Europe's flawed and failed Monetary model.

You can't erase national and cultural differences.

by StFerdIII

 “Some critics have cited numerous deficiencies in the theory that the transfer of power to the Euro will be smooth and those market forces will force and implement fiscal discipline. Their presuppositions are based primarily on the fact that the Euro process will fail and that national sovereignty in the face of mounting EU wide economic dislocations will re-assert itself. These assumptions are based on the realist doctrine that national interests and differences cannot be bridged within the EU by a common currency and that rational choice analysis will dictate intra-EU disputes.” [America vs. Europe, p. 158]

 

The Zeuro zone was always a socialist product and project; part of the triangulation to neuter European civilization. There is little that is intelligent, moral or 'progressive' about modern Europe. The merger of Marxism and Atheism naturally leads to ignorant theologies such as globaloneywarming; statism; and 'demand side' economics. In the European triangulation against the individual and reality there is Keynesianism on the fiscal side of the triangulation. Technocracy and corrupt nepotism on the political. Fiat currency and mandarin money management of the monetary. None of it is based on logic. All of it is premised on power and the destruction of the individual and the establishment of a collective.

The Zeuro was doomed from the start. A fact that the lame-brain media did not mention in their euphoric applause that the EU will finally end the unipolar hegemony of the US. In some limited respects China has done this. In their hubris – another fact never mentioned by the media – the Euros neglected reality and followed socialist fantasy. A well-functioning and logical currency area comes when the following factors are clearly present:

-Federated area with common governance which precedes and is indeed the basis of monetary governance

-A political need for common money

-A shared culture

-Similar trade flows, trade patterns and broadly comparative macro-economic similarity

-Flexibility within the Federated area in capital and labour mobility

-Systemic convergence in the rates of interest

None of these attributes inform the EU 17 currency area. None. The Europeans as they are wont to do have of course put the entire process backwards. Political and cultural cohesion must pre-date and provide the base infrastructure for fixed exchange rate imposition.

The Euro is 12 years old and its mandate was to supplant the US Dollar as the world's reserve currency. It failed to achieve or even come close to, that singular objective. The delusional Lisbon Declaration of 2000, trumpeted the fantasy that the Euro zone would be equal to the economic and political power of the USA by 2010. Apparently that objective has not been met.
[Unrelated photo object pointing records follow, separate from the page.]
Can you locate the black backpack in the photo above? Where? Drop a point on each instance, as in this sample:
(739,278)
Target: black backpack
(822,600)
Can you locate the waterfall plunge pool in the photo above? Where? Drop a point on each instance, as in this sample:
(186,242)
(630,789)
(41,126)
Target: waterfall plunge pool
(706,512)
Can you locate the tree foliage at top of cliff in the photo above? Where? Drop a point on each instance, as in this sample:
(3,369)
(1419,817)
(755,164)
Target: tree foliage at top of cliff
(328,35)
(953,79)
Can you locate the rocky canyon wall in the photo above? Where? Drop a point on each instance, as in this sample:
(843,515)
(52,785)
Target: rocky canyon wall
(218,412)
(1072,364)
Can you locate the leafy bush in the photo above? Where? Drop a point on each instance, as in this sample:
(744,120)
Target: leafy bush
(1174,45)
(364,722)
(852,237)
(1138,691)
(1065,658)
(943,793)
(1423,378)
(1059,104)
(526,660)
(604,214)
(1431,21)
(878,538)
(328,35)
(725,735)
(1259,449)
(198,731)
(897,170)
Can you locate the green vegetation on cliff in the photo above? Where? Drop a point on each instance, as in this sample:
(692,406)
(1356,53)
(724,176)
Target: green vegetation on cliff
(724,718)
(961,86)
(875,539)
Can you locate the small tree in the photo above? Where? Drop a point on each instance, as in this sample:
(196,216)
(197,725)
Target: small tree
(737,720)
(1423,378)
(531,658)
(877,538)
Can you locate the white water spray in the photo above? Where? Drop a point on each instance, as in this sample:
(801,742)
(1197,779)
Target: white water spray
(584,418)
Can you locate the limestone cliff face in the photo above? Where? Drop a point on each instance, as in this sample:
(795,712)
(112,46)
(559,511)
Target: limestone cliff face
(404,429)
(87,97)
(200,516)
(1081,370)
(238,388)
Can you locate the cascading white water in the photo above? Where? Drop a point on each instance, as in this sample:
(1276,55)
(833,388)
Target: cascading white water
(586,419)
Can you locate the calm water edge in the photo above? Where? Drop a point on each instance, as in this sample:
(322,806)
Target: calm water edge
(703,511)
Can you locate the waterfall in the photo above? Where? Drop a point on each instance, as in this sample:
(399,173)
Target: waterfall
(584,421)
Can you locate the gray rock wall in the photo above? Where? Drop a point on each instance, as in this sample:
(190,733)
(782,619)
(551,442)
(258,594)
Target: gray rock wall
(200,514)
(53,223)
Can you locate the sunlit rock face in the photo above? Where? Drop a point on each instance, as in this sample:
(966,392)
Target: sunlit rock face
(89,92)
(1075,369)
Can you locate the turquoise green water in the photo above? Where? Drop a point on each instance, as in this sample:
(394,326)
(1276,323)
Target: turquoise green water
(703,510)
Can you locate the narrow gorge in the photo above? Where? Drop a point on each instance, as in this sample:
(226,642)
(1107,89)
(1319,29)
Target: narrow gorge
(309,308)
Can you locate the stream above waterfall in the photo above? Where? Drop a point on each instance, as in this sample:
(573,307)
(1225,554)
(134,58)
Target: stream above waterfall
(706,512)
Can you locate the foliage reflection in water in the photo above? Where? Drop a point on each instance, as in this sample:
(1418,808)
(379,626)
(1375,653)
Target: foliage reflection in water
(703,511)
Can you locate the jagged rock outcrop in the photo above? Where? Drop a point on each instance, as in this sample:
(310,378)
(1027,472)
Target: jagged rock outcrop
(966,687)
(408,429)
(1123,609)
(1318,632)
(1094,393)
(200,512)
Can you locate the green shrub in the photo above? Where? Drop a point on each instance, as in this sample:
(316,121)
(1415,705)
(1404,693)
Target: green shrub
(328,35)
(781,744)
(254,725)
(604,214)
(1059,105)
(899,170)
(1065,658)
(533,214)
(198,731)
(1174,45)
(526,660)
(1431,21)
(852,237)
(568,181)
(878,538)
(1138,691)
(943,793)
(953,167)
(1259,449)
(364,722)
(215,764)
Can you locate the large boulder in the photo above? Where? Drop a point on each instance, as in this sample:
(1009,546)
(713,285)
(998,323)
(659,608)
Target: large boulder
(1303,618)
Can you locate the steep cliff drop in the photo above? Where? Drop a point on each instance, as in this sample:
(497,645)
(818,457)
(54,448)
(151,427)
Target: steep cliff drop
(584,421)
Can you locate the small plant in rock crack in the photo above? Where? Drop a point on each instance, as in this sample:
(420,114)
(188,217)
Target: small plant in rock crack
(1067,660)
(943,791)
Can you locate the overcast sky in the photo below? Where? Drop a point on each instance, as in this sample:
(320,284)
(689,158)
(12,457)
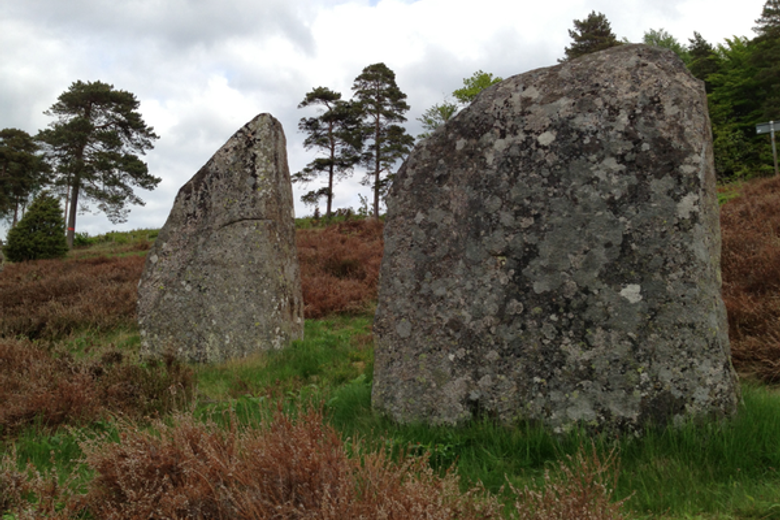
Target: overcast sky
(203,68)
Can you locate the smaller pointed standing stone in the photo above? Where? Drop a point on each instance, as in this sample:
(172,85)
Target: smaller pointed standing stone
(222,279)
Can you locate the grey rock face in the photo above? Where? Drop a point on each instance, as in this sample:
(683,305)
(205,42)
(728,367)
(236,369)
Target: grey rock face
(553,253)
(222,279)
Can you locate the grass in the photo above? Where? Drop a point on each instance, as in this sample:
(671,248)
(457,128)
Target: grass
(68,343)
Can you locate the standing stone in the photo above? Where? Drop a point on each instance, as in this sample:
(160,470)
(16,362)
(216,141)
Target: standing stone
(222,279)
(553,254)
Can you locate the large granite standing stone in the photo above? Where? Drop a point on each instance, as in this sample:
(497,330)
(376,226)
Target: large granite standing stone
(553,254)
(222,279)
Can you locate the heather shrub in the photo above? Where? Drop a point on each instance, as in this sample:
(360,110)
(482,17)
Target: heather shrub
(42,387)
(50,299)
(750,226)
(340,266)
(40,234)
(289,469)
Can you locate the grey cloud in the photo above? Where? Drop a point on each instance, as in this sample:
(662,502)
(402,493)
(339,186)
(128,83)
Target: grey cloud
(179,24)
The Euro will be a Zeuro within 5 years. The Euro has 3 main purposes:

  1. Secure for Germany a rise in exports [800% over 10 years]

  2. Hide all national debts behind an Uber DM

  3. Allow governments and the Euro elite to further entrench socialism nationally and trans-nationally and force a political union.

No one who seriously studies the Euro zone would dispute these 3 goals.

Yet it is a disaster both fiscally and monetarily. The banking system of Europe has systemic sovereign debts which cannot be repaid of over $1 Trillion. The real budget deficits and total debts of all European states are 2x larger than stated. Greece's total debt of $350 billion can never be repaid, and that does not include its off the balance liabilities that it has 'guaranteed' to its voters. French and German national debt is circa '90% of GDP' – but that number ignores the hundreds of billions promised to the various Euro stabilization schemes. When these are added, the debt to GDP rises to 150%. Every European country is the same. The table below makes it clear that the EU is bankrupt. Total 'stated' 'public' EU debts [owed to non Euro zone entities], are only 83% of GDP or $11.4 Trillion Euros. This is half of the real level. There is no possibility that you can pay back $20 Trillion in debt. None.

The Europeans spend over 50% of their GDP. Government keeps growing, every single year. This is called 'austerity'. Growing government every year by 10% then cutting back 2% of the extra spending is deemed by the media to be 'vicious cuts' to the social welfare state of the Euro zone. Total Euro zone austerity is no more than $100 Billion Euros – total spending is $6.5 Trillion.....even socialists can do the math. The Euros will not do anything to curtail spending or reform their socialist paradises.

The Euro will implode due to the irrationality of the project, and the fact that in essence the Euro banking sector, which is tied to the bankrupted state; is itself insolvent. There is no reason to buy the Euro; invest in Europe or acquire Euro assets. The entire fantasy will unravel. It will make for cheap future vacations.